If you are convicted of a crime, chances are your legal team will consider disputing the conviction. You can dispute a conviction in a couple of ways, which include a direct appeal as well as a writ of habeas corpus.
The difference between a direct appeal and habeas corpus can be confusing, and it can be difficult determining which process best suits your case. Understanding the difference between these two legal processes can help you make an informed decision when contesting your conviction.
Understanding a direct appeal
A direct appeal allows a convicted person to appear before the appellate court in order to attempt to prove that a mistake was committed during the trial and conviction process.

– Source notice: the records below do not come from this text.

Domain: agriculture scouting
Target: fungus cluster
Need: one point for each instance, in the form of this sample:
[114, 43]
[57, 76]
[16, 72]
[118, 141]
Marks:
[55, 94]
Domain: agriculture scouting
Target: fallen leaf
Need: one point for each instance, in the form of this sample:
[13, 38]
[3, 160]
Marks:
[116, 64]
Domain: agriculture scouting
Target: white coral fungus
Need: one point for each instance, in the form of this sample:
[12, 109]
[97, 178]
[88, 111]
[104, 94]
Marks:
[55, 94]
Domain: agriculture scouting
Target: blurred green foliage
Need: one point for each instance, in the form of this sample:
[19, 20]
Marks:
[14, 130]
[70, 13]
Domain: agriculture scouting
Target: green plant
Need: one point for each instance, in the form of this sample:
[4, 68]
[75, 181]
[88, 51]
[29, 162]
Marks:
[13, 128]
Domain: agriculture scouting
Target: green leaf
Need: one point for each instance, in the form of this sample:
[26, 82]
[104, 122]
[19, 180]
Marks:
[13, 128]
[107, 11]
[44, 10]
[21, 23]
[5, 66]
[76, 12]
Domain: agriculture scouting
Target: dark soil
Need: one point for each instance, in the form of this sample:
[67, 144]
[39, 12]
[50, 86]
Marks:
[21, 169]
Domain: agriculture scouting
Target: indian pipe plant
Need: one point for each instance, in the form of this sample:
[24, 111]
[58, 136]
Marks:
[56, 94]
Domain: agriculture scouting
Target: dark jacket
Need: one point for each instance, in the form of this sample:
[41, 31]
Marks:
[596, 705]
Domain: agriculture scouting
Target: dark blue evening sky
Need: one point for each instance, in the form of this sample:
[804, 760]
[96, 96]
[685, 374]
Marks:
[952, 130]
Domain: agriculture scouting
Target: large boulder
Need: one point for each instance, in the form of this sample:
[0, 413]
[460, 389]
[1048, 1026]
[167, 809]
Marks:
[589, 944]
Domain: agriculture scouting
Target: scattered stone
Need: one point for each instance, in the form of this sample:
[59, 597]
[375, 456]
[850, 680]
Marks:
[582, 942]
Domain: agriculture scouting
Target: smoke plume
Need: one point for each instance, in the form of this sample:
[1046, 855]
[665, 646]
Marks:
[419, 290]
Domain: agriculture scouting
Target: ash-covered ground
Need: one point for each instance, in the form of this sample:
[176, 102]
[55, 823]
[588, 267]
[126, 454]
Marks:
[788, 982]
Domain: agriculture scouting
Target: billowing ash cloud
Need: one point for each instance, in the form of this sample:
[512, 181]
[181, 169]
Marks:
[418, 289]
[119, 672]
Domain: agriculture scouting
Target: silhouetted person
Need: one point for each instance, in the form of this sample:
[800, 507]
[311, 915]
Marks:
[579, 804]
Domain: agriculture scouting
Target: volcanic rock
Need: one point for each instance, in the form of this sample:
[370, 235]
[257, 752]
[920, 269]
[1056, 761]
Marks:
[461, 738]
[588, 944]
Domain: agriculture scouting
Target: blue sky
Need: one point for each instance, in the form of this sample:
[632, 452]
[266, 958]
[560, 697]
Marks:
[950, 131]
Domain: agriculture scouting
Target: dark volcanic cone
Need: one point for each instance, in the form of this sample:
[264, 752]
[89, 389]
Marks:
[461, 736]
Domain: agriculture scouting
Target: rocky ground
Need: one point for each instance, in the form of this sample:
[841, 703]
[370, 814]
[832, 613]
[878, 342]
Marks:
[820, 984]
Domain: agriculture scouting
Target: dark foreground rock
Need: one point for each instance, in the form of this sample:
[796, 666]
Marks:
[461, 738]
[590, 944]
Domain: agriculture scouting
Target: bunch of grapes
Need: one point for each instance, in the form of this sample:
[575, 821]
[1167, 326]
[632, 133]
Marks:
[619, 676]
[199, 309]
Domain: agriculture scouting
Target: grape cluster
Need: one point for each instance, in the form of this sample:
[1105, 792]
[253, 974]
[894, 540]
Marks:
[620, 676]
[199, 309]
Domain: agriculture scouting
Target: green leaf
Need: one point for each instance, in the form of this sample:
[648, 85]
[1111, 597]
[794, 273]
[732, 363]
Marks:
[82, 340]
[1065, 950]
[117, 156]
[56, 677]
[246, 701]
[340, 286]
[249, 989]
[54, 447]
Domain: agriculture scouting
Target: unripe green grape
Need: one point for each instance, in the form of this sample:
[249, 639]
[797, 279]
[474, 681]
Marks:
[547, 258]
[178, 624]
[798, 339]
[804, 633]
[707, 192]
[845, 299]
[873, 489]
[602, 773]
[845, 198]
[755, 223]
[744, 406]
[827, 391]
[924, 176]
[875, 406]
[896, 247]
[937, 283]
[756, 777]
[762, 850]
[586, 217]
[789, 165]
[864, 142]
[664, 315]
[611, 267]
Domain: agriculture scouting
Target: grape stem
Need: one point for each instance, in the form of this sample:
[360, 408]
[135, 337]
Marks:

Possible outcomes of an appeal process include:
- A new trial
- A new sentencing hearing
- Sentence affirmation
- A conviction overturned
During the direct appeal process, the convict’s legal team will attempt to point out intentional or non-intentional errors during the trial and conviction.
Understanding a writ of habeas corpus
A “writ” is a written order that is issued by a body with legal jurisdiction such as a court. The order basically directs a party to either abstain from or take a specific action. A writ of habeas corpus directs a convicted individual to be availed in court. It also gives reasons why the jailed individual should remain in custody. During the writ of habeas corpus procedure, the jailed individual can dispute the legality of their incarceration by providing new information in court. A writ of habeas corpus is usually filed as a last resort when all the appeals options are exhausted or when a direct appeal is not viable.
Challenging a conviction can be a difficult and financially taxing legal process. Having a clearer understanding of your legal options can help you set up the right dispute process and achieve the desired outcome for your case.